Ann Arbor (Informed Comment) – France’s parliamentary elections witnessed an upset, with centrist President Emmanuel Macron’s party, La République En Marche and its Ensemble coalition losing its absolute parliamentary majority. A majority requires 289 seats, and Macron’s party gained 245 seats. Among the beneficiaries are the Left and the Greens, who joined together in the New Ecological and Social People’s Union (French acronym NUPES) led by Jean-Luc Mélenchon.
Macron campaigned on raising retirement age to 65 and reforming pensions, which no one in France but a few corporate CEOs wanted.
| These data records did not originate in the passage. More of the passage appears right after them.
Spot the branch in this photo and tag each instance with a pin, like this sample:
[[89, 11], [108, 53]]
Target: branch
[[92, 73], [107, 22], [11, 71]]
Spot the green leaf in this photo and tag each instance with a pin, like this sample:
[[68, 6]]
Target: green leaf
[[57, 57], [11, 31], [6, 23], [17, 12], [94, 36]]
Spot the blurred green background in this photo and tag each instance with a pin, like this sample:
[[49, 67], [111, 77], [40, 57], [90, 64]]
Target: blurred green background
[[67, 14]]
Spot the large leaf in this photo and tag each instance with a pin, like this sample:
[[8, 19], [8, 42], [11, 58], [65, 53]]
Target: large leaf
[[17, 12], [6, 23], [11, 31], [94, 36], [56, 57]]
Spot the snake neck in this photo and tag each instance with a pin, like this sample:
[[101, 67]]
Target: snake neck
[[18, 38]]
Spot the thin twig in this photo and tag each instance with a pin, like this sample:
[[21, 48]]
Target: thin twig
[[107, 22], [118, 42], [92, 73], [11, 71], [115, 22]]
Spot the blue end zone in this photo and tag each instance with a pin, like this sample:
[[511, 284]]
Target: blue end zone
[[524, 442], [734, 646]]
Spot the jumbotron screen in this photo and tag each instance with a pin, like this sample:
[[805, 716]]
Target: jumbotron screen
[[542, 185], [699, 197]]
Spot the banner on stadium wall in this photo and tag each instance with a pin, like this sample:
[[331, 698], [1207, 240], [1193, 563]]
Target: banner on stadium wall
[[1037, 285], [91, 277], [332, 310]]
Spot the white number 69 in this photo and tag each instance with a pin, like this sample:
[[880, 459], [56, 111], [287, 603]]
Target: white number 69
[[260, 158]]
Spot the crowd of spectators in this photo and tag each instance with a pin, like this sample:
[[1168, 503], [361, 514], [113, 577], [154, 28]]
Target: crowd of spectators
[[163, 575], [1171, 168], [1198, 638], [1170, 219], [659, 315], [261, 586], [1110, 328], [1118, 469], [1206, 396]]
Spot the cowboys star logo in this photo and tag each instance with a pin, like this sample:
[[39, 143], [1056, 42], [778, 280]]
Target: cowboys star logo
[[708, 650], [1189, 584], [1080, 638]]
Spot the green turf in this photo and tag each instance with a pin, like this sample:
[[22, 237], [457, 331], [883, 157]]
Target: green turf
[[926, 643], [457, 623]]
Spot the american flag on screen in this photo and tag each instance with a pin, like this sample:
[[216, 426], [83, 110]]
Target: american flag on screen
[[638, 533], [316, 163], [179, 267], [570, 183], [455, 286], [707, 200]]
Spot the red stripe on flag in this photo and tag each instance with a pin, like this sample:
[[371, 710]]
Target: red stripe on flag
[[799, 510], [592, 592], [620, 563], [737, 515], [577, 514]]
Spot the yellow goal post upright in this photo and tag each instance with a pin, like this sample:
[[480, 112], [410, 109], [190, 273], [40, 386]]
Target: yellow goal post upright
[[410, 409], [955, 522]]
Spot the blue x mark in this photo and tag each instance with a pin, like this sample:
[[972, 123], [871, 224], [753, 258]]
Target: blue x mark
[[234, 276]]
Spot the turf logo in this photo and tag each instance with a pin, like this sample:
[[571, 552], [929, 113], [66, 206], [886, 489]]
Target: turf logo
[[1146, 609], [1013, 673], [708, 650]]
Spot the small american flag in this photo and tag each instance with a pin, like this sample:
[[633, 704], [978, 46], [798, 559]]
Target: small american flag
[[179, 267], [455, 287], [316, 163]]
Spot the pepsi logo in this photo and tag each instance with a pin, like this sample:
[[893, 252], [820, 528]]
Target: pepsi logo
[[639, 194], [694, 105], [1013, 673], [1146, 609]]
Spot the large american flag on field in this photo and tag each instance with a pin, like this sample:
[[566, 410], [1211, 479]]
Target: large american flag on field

NUPES garnered 131 seats, an incredible and unexpected performance. The old centrist left of the Socialist Party had fallen on hard times, but Mélenchon’s more uncompromising leftist approach appears to have hit a nerve.
Dalal Mawad at CNN quoted Mélenchon as saying, “The collapse of the presidential party is total, and no majority is presented. We have achieved the political objective that we had set ourselves, in less than a month, to bring down the one who, with such arrogance, had twisted the arm of the whole country, who had been elected without knowing what for.”
One of the members of NUPES was the Greens, whose leader, Julien Bayou, easily won his seat. Unlike in Germany, France’s Green Party had faltered in the teens of this century and lost representation in parliament. Now, as part of the alliance of Left parties, the Greens had been projected to make an even better showing than in 2012, when they gained 17 seats, according to Anne-Charlotte Dusseaulx and Arthur Nazaret at Le Journal du Dimanche. As of this writing, the Interior Ministry had not broken out NUPES wins by party.
Europe’s parliamentary systems are typically multi-party affairs and they offer more scope for diversity than the US de facto two-party system. The most Greens can practically do in the US is to establish caucuses inside the two major parties.
Not only will the Greens likely have a substantial presence in parliament, where they can work on climate and environmental issues, but Borne may be forced to turn to them on some climate legislation. If so, the Greens will be in a position to help shape national policy, Dusseaulx and Nazaret write.
Deliciously, Environment Minister Amelie de Montchalin was unseated by NUPES, along with two other cabinet members, who will have to depart government.
The fascist National Rally (Rassemblement national) of Marine Le Pen got 89 seats, a historic gain for Le Pen, who ran credibly for president (or perhaps Führer) against Macron but lost.
The old Gauillist center right, the Republican Party (and its coalition partner, the Union of Democrats and Independents), did even worse than the fascists, coming in fourth with 61 seats.
The French electorate is clearly dissatisfied, with inflation and energy prices hitting them hard just as in the rest of the world. Both the Left and the fascist right saw a big increase in support, though it is a relief that the Green-Red coalition of leftists and environmentalists did twice as well as the fascists. This round of parliamentary elections saw a relatively poor turnout, suggesting that many voters feel alienated from the political process.
It remains to be seen if Macron’s Prime Minister, Elisabeth Borne, will seek support from the Republican Party Gaullists to make up her majority, or from members of the Greens or the Socialist party. Although Macron is considered a centrist and served in a Socialist government, he is a Neoliberal close to France’s finance industry, and leans center-right, often attacking leftists and immigrants (i.e. Muslims, who make up nearly 10% of the population).
AP points out that Macron and Borne could negotiate support for legislation and policy on a case by case basis, bringing the Republican Party on board for some legislation but working with the left or greens on others.